Announcing Scikit-learn Central
By Yann Lechelle, Executive President of Probabl
In the world of technology, we often talk about "infrastructure" in terms of cables, data centers, and cloud regions. But for the global data science community, the most critical infrastructure isn’t made of silicon or steel–it’s made of code. Specifically, it is built upon open source libraries like scikit-learn.
When we founded Probabl, we did so with a profound sense of responsibility. As an organization founded by the creators of scikit-learn, we recognized that this library had grown beyond a mere tool; it had become the de facto open standard for machine learning worldwide.
Today, I am proud to announce the launch of Scikit-learn Central, a new digital hub designed to visualize, unite, and stimulate the sprawling ecosystem that has grown around this foundational library.

Figure 1: scikit-learn central catalog
The scale of a global standard
To understand why stewarding scikit-learn is important, one only needs to look at the numbers.
Scikit-learn has surpassed 4.1 billion downloads. Every single month, another 160 million downloads occur as data scientists, developers, and students pull the library into their environments. On GitHub, it serves as the foundation for over 1.3 million repositories and 27,000 packages. It is a project that has been sustained by the efforts of over 3,100 contributors and that has received over 65,000 stars. For comparison with other popular libraries for machine learning like XGBoost and deep learning like PyTorch and TensorFlow, take a look at the chart below that shows yearly downloads from PyPi and Conda. Looking at this metric alone over the past few years, scikit-learn commands a 70%+ growth year-on-year which is staggering.

Figure 2: Yearly downloads (pypi + conda) of key machine learning and deep learning libraries
Downloads and stars only tell part of the story. The impact of scikit-learn is also measured in the progress of human knowledge. The seminal paper, “Scikit-learn: machine learning in Python,” has 128,960 citations, and scikit-learn is cited in over 7,000 Nature publications. This is world-leading science in action. From identifying genetic markers in cancer research to optimizing the complex climate modeling models, scikit-learn provides the mathematical building blocks that allow experts in biology, physics, and ecology to apply machine learning to their specific domains without needing a PhD in applied mathematics.
Mission-driven stewardship
Probabl is not a typical tech company. We are a Société à Mission under French law–a status similar to a B-Corp, with our mission integrated into our corporate bylaws: “To develop, maintain at the state of the art, and sustain a complete suite of open source tools for data science to benefit … the world.”
We believe that open source tools of this magnitude require a sustainable commercial model that respects the community. Our mission is to shepherd scikit-learn, helping the community use it and improve it. That means ensuring the core remains robust while fostering the “extended universe” of libraries that make the workflow complete.
Introducing Scikit-learn Central
The scikit-learn ecosystem is vast. While the core library provides the supervised and unsupervised algorithms, the wider community has built specialized tools to handle the nuances of modern data science.
Scikit-learn Central is our attempt to make this ecosystem navigable. It is a catalog of the “building blocks” that turn a simple model into a production-ready pipeline. When you visit the catalog, you see the full breadth of what is possible:
- Data preparation: Tools like Skrub simplify the often-tedious process of data cleaning and feature engineering, ensuring that the “garbage in, garbage out” mantra doesn't derail your project.
- Workflow acceleration: Skore helps data scientists move faster, with smarter cross-validation, automated evaluation reports, and methodological guidance – catching common pitfalls before they reach production.
- Powerful predictions: We highlight the deep integration with libraries like XGBoost, which rely on scikit-learn’s API to deliver state-of-the-art gradient boosting.
- Operational excellence: For those moving to production, MLFlow provides the MLOps framework necessary to track and deploy models at scale.
- Trust and explainability: SHAP offers data scientists tools to evaluate and understand why a model makes the decisions it does.

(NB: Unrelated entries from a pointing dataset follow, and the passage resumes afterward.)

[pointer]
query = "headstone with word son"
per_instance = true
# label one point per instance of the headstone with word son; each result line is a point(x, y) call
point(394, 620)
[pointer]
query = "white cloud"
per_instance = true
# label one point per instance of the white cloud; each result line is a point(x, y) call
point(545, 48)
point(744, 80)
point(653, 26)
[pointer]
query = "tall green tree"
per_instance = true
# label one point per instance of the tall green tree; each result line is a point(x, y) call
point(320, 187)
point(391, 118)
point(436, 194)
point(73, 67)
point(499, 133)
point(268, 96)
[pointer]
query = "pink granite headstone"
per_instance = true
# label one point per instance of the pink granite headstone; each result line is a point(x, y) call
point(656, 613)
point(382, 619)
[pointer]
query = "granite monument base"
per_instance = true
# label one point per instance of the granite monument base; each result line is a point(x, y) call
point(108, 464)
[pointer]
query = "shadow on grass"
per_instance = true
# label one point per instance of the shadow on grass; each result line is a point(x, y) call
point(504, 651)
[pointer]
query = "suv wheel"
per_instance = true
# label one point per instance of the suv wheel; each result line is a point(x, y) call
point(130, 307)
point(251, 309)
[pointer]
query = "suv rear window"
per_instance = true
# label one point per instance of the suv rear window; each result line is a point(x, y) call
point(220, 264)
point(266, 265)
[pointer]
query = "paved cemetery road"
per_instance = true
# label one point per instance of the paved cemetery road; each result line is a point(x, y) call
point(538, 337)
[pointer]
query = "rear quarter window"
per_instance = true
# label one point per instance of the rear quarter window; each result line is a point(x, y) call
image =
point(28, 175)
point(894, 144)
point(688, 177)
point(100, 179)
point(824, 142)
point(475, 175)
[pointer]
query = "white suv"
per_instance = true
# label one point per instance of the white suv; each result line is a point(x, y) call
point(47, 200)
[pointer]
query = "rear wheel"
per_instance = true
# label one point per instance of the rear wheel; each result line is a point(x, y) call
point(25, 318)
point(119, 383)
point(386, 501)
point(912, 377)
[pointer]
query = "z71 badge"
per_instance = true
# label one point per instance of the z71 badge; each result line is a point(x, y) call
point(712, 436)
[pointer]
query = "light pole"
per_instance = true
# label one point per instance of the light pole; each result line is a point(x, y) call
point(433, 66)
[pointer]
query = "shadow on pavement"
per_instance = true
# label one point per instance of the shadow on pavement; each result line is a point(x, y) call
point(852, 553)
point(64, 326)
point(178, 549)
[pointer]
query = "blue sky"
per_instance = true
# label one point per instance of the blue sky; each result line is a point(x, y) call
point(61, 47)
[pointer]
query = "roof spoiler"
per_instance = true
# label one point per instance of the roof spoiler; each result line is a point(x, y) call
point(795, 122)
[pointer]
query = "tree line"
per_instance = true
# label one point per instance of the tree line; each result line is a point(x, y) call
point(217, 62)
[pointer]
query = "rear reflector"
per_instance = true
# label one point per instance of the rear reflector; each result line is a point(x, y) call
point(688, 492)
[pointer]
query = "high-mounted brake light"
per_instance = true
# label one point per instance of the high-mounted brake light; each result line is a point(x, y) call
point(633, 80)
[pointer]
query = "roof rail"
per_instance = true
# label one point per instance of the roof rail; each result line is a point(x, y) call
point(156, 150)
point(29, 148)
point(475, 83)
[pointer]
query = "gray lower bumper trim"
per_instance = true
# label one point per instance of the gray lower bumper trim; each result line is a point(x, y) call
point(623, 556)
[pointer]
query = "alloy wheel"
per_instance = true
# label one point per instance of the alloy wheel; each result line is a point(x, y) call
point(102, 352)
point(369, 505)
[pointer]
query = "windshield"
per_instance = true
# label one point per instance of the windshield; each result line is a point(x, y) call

- Tabular foundation models: The new wave of Tabular Foundation Models often depend implicitly on scikit-learn. For instance, TabICLv2 uses scikit-learn during pretraining to generate good synthetic data that shapes the final model.
An invitation to the wider community
At Probabl, we know that the most compelling arguments for open source aren't found in documentation, but in execution. That is why, alongside the catalog, we are building a library of use cases.
We are inviting data scientists from every corner of the globe to share their code and their stories. Whether you are using libraries for time-series analysis in finance, nilearn for neuroimaging, or building a custom fraud detection engine for a global bank, your work can inspire and educate others.
Scikit-learn succeeded because it made complex mathematics accessible to everyone. Scikit-learn Central aims to succeed by making the entire ecosystem accessible. We are building a future where open-source machine learning is sustainable, transparent, and more powerful than ever.
I invite you to explore the catalog on scikit-learn central, contribute your use cases, and join us in this next chapter.